The considerations for cases in which only fibers within a single CF band are available can be summarized as follows: Performance based on rate information would ultimately degrade at high levels, and therefore the full range of CFs must be included to understand level discrimination of tones at the highest levels. When all fibers within a given CF band are included, and when all uncertainties are considered, it is not possible to exclude the possibility of performance consistent with Weber’s Law over a wide range of levels using only the rate information in a single-CF band. However, a parsimonious and general model for predicting robust level encoding based on the processing of average-rate information does not exist at this time. Thus, it is of interest to extend the analytical approach used in the present study to the quantification of other sources of level information contained in single-CF AN responses, specifically temporal information.
RESULTS: LEVEL DISCRIMINATION BASED ON TEMPORAL INFORMATION
The ability of synchrony information to explain Weber’s Law
The time-varying Poisson single-channel case [Eq. (10)] is considered here, assuming that the time-varying rate-level function is given by Eq. (9) with Θ independent of level (i.e., level-dependent synchrony is included, but not level-dependent phase). Since the characteristics of the first term in Eq. (10) (i.e., rate information) have been described above, attention is focused on the second, synchrony term.

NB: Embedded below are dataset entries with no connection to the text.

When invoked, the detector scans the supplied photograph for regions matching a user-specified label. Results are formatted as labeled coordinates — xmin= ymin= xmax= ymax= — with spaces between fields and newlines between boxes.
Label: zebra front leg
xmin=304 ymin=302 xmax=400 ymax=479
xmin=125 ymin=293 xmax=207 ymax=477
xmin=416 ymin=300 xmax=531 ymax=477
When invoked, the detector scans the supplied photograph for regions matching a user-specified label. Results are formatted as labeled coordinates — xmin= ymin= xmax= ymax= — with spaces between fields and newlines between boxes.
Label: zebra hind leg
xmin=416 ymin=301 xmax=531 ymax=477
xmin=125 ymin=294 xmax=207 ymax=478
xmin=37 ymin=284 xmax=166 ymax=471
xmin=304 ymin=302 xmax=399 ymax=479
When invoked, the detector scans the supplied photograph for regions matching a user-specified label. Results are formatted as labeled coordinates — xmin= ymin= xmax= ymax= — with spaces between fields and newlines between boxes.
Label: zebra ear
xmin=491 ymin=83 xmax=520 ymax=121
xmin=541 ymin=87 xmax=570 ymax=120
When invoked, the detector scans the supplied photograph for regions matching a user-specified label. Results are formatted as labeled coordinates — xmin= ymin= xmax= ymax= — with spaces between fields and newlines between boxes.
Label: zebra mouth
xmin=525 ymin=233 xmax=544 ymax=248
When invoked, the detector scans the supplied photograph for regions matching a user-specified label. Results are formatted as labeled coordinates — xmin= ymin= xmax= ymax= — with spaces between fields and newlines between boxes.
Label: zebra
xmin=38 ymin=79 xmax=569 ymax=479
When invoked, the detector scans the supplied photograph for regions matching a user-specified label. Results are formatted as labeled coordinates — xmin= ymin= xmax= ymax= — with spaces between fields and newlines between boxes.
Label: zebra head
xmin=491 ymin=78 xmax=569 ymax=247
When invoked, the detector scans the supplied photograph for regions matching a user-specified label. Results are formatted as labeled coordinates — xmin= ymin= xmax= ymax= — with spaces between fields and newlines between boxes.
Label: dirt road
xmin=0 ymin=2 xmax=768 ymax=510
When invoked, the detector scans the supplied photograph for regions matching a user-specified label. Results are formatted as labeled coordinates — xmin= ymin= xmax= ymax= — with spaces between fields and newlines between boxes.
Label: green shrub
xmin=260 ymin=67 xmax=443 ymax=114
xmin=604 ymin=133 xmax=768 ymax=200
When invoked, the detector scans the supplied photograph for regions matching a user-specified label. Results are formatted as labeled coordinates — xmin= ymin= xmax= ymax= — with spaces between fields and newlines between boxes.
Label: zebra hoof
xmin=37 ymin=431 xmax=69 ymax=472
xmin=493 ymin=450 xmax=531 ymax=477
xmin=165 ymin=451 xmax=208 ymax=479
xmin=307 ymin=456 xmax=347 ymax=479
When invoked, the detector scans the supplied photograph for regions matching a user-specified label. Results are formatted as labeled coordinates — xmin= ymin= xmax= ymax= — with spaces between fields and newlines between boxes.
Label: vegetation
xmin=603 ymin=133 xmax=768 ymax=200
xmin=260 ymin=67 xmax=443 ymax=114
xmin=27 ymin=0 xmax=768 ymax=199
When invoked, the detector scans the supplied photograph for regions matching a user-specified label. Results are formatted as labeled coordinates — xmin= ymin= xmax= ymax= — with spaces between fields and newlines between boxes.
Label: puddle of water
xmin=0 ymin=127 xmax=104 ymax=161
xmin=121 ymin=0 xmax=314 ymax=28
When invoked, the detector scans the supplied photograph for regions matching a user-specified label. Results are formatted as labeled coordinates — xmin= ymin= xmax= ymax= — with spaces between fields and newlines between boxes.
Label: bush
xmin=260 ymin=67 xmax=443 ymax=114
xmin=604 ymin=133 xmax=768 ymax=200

To evaluate the effect of the second term in Eq. (10), specific assumptions about the function g(L) are made. The maximum value of g(L) depends on frequency; in cat, the largest values are about 5 and occur for low frequencies (as do the largest slopes of g vs. L) (Johnson 1980). The maximum value of g(L) decreases steadily above about 1–3 kHz (Johnson 1980; Weiss and Rose 1988; Koppl 1997). As a convenient approximation to available data (Evans 1980; Johnson 1980), it is assumed in the following that g(L) increases linearly over a range of 20 dB as shown in Figure 5A for a low-frequency fiber. Also, since the discharge patterns on AN fibers often show phase-locking to the stimulus at levels below the level at which the average rate of discharges starts to increase (Johnson 1980), a hypothetical fiber is considered for which g(L) increases to its maximum value before the rate increases above the spontaneous rate. [In actuality, the dynamic range for synchronization partly overlaps that of average rate, but the conclusions drawn here are not affected by this simplification.] For easy comparison to the average-rate-alone results in Figure 2, the duration is again taken to be T = 0.1 s. For dg(L)/dL = 1/4, (δ′)2 reduces to (5/8) SR d
2[ln I
0 (g)]/dg
2, where SR is the spontaneous rate. This function is plotted in Figure 5B for two values of SR (SR = 50 sp/s and SR = 10 sp/s). Note that in contrast to rate information, which decreases as SR increases, synchrony information increases with SR because of the increased number of discharges that encode temporal information.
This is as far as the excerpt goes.